Other alleged communications between Coe and Diack appear to suggest the incoming President appearing to agree to a request to praise his predecessor in a speech. This task was duly fulfilled as Coe told a press conference that Lamine Diack would always be his ‘spiritual President’, though it could also be argued that these were simply the actions of a humble victor giving sincere thanks to the man who he had served as Vice President for a number of years.

The IAAF strongly refute the claim that their President sought out Diack’s support. They say that while Coe was ‘civil’ in his exchanges with Papa Massata Diack, he was ‘wary’ of him as there was a suspicion that he may also have been supporting rival candidates. As well as explaining that, during a leadership contest, advice may be received from a wide variety of sources which may be either unrequited or of little help, the IAAF also insinuate that Diack’s supposed blaming of Coe for criticising him and his family in the media also meant that his advice would have been treated with caution.

Coe’s Connection to Nike

Lord Sebastian Coe resigned as a Nike ambassador last November, over three months after becoming IAAF president. He had held the role for over thirty years but ultimately relinquished it due to suggestions that it may cause a conflict of interest, despite assuring the public that such a possibility had previously been investigated and dismissed.

One situation which got people talking was the awarding of the 2021 World Outdoor Track and Field Championships to a city called Eugene, which is the second largest city in the US state of Oregon. Eugene is also the hometown of the sports giant Nike, a company to which Lord Coe still had ties when a major decision was made in April 2015. Despite reported interest from Gothenburg in Sweden, the 2021 contest was awarded to Eugene, despite the fact that a full bidding process was not conducted.

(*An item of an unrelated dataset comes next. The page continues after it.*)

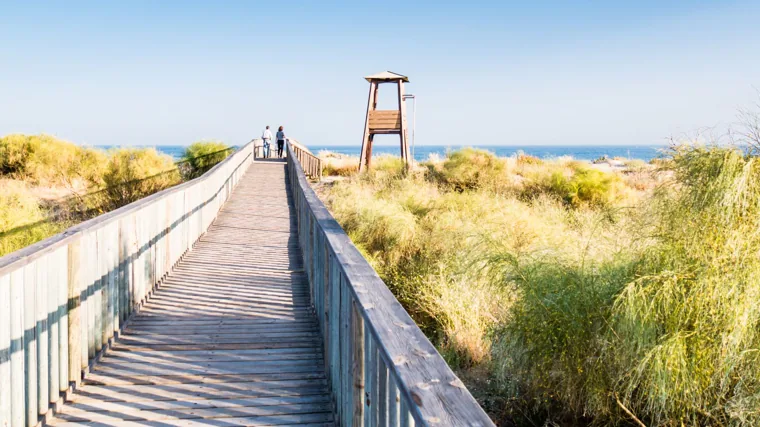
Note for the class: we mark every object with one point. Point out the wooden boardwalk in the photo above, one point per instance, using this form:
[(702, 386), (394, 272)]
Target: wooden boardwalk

Whilst some were quick to note the fact that games have been awarded without such a campaign before, and that holding the contest in America was a commercially astute decision, others had doubts. Lamine Diack, the IAAF President at the time, was reportedly the driving force behind the decision, though French investigators told Panorama that Lord Coe’s potential involvement in the decision to award the games without tender, as well as the fact that it was presented to that particular American city, was an area which his department was looking into.

You won’t be surprised to hear that Papa Massata Diack also plays a role in this story, as text messages (whose believability we should once again be wary of) appear to show that he suggested enlisting a man called Phil Knight to help with Coe’s leadership bid. These messages, sent between Nick Davies and Diack, would have been sent four months after the awarding of the 2021 Games.

In a message laden with what many may consider to be excessive punctuation, Diack suggested putting Knight, who is Chairman of Nike, Inc., in touch with Steve Miller in order to secure his ‘pledge’. Miller was acting at the time as a USATF delegate and so was able to vote in the leadership contest. If we are to take Diack at his word, this would suggest a close personal link between Coe and Knight, and could even lead to questions about Knight’s motivation to lobby on Coe’s behalf.

In his defence, Lord Sebastian Coe says that he did not lobby on behalf of Eugene’s bid and stipulates that the “noise level around this ambassadorial role” was the reason behind his resignation as an ambassador for the sportswear giant: essentially, press interest in the possibility of a conflict of interest was distracting him, affecting his ability to effectively address all of the issues facing the IAAF at that time.